SynbiCITE
- Formation: 2013
- Type: Business Incubator
- Purpose: Supporting synthetic biology in industry
- Headquarters: Imperial College London
- Affiliations: Innovate UK, EPSRC, BBSRC
- Website: SynbiCITE.com

= SynbiCITE =

SynbiCITE is the UK's national Innovation and Knowledge Centre (IKC) for the adoption and use of synthetic biology by industry. It also helps to incubate new businesses by providing them with space and accelerator programs, including funding, training and mentoring.

== History ==
SynbiCITE was created in 2013 after a UK-wide competition to find the most suitable host university with the best strategic plan. Initially funded by the government and other partners for five years, the organization was intended to become self-sustaining by 2018. In April 2016, SynbiCITE opened the Synthetic Biology Foundry, a Research Councils UK-funded facility providing remote gene design, construction, and validation services using laboratory robotics. Based on a similar facility at MIT, it is the first commercial facility in the United Kingdom using laboratory automation to provide on-demand services specifically for synthetic biology.

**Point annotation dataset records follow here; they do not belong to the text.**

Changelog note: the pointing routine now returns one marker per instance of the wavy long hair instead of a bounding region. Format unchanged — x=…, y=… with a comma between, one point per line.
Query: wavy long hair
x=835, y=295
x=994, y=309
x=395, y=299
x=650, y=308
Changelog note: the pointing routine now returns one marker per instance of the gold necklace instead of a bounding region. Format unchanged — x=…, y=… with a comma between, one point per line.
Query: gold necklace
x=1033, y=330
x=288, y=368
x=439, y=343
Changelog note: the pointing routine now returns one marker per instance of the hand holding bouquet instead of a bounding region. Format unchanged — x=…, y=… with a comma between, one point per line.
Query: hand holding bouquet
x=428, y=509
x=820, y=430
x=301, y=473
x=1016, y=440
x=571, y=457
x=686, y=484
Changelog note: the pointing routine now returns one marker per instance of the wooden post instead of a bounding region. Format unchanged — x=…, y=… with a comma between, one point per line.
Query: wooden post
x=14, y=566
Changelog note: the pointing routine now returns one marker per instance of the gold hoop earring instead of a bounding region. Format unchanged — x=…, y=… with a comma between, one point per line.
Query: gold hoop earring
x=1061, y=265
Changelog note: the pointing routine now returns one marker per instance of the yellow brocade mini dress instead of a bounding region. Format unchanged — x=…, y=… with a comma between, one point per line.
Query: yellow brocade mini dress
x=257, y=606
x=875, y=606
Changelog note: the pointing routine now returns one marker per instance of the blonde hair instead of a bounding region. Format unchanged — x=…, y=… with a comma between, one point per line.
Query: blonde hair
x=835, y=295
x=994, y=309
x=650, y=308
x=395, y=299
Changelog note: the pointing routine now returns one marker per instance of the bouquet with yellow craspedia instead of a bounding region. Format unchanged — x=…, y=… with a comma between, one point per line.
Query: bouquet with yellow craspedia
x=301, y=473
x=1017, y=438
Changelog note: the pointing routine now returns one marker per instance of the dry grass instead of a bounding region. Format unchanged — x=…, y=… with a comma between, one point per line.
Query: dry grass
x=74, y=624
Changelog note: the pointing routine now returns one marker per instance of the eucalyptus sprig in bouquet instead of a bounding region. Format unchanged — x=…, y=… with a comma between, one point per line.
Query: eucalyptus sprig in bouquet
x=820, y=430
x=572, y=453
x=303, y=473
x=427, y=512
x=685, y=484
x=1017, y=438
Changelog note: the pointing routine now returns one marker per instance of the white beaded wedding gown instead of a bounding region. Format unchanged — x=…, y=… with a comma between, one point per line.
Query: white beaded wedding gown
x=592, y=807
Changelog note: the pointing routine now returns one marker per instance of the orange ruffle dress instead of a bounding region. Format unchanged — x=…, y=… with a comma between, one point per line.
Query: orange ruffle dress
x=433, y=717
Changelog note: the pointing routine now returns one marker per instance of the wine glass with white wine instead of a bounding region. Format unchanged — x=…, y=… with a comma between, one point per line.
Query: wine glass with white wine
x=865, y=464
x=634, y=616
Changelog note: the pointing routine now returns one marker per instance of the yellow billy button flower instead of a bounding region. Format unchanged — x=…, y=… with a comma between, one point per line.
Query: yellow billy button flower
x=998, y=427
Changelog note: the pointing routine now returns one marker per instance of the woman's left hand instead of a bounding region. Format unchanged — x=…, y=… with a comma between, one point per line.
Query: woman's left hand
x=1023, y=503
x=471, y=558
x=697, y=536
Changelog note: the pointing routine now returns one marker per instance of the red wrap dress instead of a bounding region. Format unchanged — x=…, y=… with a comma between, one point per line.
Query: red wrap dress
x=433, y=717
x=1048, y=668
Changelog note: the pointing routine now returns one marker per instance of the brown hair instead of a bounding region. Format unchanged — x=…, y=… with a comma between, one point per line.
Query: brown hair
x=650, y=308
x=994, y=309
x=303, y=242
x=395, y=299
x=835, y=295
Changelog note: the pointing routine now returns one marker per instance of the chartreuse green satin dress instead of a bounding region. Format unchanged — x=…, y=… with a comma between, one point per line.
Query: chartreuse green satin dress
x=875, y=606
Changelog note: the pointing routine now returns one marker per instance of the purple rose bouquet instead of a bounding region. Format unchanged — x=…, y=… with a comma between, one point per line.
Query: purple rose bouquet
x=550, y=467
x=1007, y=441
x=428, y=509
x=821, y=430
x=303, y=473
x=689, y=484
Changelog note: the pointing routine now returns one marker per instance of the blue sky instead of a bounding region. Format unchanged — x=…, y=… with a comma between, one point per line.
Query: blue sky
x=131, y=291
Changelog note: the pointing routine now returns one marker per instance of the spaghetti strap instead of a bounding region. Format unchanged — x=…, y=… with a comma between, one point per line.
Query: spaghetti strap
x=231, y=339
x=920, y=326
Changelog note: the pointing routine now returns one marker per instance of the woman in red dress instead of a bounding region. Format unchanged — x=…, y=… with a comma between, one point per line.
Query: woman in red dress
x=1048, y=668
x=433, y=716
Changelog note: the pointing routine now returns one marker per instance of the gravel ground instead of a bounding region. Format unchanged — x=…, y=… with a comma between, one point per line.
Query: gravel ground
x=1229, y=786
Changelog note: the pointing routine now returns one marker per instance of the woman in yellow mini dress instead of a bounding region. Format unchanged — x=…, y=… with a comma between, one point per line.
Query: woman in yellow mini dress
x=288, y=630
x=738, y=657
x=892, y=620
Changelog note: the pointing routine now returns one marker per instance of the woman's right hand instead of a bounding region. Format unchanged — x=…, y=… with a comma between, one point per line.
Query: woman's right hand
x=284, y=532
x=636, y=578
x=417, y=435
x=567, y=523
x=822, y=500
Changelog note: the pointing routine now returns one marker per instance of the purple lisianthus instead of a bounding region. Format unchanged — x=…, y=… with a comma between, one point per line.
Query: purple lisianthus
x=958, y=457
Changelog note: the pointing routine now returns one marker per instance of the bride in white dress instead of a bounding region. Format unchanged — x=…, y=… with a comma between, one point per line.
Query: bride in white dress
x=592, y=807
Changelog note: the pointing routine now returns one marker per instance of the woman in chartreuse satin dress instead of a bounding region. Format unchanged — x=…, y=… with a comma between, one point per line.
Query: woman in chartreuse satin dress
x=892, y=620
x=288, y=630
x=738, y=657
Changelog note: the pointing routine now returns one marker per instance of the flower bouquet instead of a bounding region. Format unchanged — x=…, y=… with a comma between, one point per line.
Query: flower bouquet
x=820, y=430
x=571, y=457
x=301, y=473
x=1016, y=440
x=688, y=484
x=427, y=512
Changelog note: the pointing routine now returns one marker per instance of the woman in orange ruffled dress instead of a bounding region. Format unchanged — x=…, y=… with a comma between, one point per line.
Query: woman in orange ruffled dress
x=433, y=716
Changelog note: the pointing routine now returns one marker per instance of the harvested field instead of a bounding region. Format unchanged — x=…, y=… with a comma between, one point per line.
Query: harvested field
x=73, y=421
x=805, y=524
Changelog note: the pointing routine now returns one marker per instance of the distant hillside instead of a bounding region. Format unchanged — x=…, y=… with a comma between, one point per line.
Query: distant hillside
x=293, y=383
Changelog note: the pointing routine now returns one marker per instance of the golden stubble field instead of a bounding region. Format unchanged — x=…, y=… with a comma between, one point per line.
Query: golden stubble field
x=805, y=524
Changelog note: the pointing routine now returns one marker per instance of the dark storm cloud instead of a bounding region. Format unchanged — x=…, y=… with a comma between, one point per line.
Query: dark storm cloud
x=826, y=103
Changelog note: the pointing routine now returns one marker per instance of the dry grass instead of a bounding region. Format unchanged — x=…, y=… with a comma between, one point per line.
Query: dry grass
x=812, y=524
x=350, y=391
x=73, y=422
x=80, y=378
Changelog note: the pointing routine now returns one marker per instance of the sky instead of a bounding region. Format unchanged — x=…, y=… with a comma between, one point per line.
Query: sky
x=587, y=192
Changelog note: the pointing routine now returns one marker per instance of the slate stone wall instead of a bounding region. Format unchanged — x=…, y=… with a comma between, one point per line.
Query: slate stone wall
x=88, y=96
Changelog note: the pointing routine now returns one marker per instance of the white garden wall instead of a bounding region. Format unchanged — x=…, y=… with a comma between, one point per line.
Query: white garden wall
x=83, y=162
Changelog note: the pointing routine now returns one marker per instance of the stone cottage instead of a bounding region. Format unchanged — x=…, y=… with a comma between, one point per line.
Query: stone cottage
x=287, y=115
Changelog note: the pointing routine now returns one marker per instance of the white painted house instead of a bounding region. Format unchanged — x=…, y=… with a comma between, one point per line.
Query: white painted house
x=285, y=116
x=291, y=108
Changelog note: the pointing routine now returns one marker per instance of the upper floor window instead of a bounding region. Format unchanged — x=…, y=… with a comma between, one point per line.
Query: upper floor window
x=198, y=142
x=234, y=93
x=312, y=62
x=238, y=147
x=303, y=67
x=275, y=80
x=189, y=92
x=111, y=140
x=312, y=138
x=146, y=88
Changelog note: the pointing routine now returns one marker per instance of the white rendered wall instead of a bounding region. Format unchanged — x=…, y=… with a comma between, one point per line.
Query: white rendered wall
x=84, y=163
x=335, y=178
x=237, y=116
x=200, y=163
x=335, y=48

In 2019, the DNA Foundry opened at Imperial College London's White City Campus. Its goal is to enable businesses to outsource DNA manufacture, design, and testing and accelerate the development of DNA-based technologies in the UK. SynbiCITE also supported the development of OpenCell, which provides affordable biotechnology labs using shipping containers in White City.

== Organisation ==

SynbiCITE is headquartered at Imperial College London. It is funded by a public-private partnership between the EPSRC, BBSRC, and Innovate UK, as well as several industrial and private investors. It is run and managed by a board consisting of two co-directors (Professor Richard Kitney and Professor Paul Freemont).